Emmanuel Acho can’t figure out the Pittsburgh Steelers. One week, they’re holding QB Lamar Jackson in check and knocking off the Baltimore Ravens. Four days later, they’re floundering and getting upset by the Cleveland Browns.

Welcome to life of being a Steelers fan, buddy. Ride the lightning.

“The Steelers are such a good team,” Acho said on Friday on FS1’s The Facility. “They beat good teams, but then they lose to bad teams. You lose to the Browns, you lose to the Colts, you lose to the Cowboys. Remember, Cowboys, Sunday night on that severe delay. You have all the advantage in the world, you’re the home team. It’s just weird to me.”
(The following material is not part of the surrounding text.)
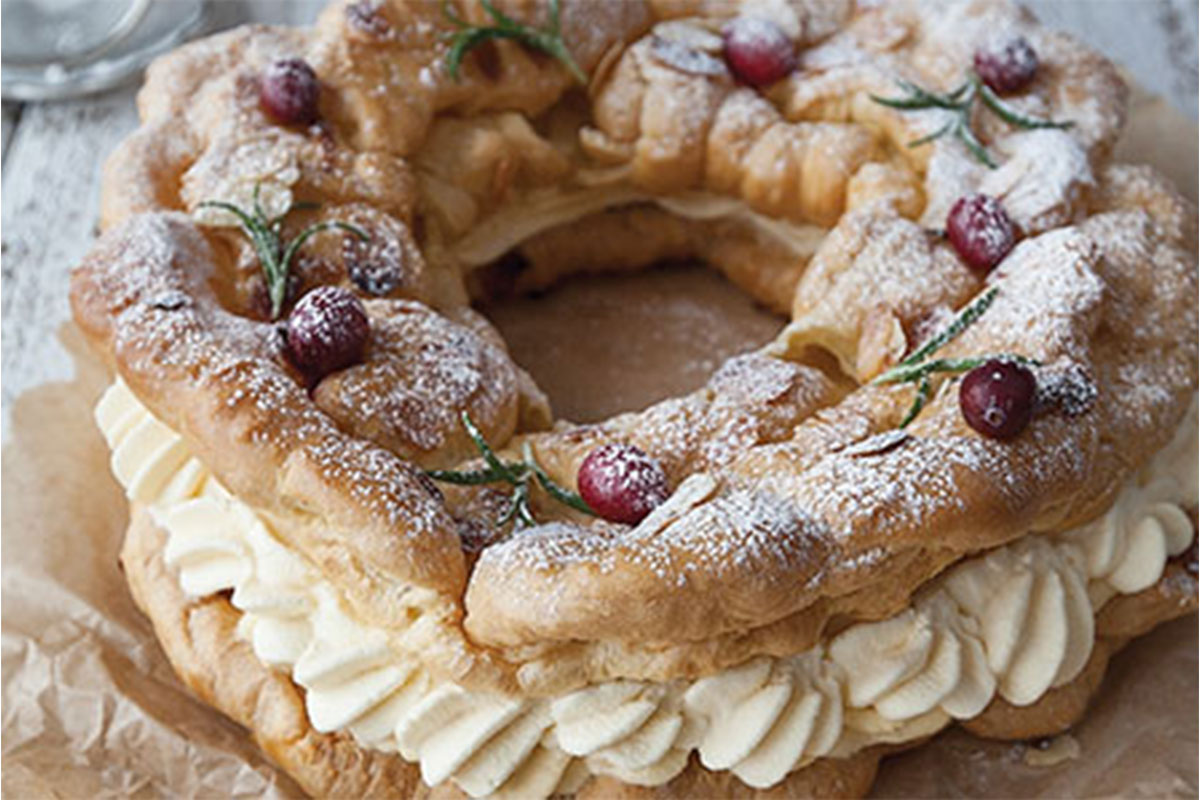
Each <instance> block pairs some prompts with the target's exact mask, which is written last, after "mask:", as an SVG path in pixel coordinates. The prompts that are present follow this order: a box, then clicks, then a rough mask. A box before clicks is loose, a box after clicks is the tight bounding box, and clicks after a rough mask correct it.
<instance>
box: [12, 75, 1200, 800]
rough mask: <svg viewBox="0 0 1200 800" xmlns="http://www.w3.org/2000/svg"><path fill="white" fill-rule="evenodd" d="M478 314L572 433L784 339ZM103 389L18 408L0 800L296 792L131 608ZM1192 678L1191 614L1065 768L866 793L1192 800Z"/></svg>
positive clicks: (692, 325)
At the time, Dallas still had Dak Prescott at quarterback but were missing other key pieces like EDGE Micah Parsons. Despite missing him and waiting out the latest kickoff in NFL history, the Cowboys rallied for a last-second touchdown to win the game.

Combined, the records of the three teams the Steelers have lost to are 13-22. And yet Pittsburgh is 5-0 against teams with winning records this season, beating the Atlanta Falcons, Denver Broncos, Los Angeles Chargers, Washington Commanders, and Baltimore Ravens by a combined 97-69 score.

For 31 other teams, it would make for a strange season. In Pittsburgh, it’s just another year.

Emmanuel Acho pointed out the team’s latest loss had severe consequences.

“The Steelers were in contention to play the Chiefs on Christmas Day with the one seed on the line,” he said. “After losing to the Browns, they kinda squandered that opportunity.”

Now, even if Pittsburgh wins out, it isn’t guaranteed to secure the No. 1 seed. If the Chiefs only lose to the Steelers the rest of the way and finish with a 15-2 record, they’ll capture the AFC’s top spot. And if the two teams have identical records and Kansas City wins the Christmas Day matchup, the Chiefs will have the seeding advantage. In a seven-team playoff format where now only the one seed gets the bye, not to mention guaranteed home-field advantage, that’s huge.

While the Bengals’ 4-7 record might make them a “bad team” on paper, they’ll bring plenty of firepower this weekend. Hosting the Steelers, Cincinnati can score at will and Pittsburgh must prove it can match that while playing better in situational football. Getting off to faster starts would also help, something that hasn’t happened for most of the season and in the Steelers’ three losses.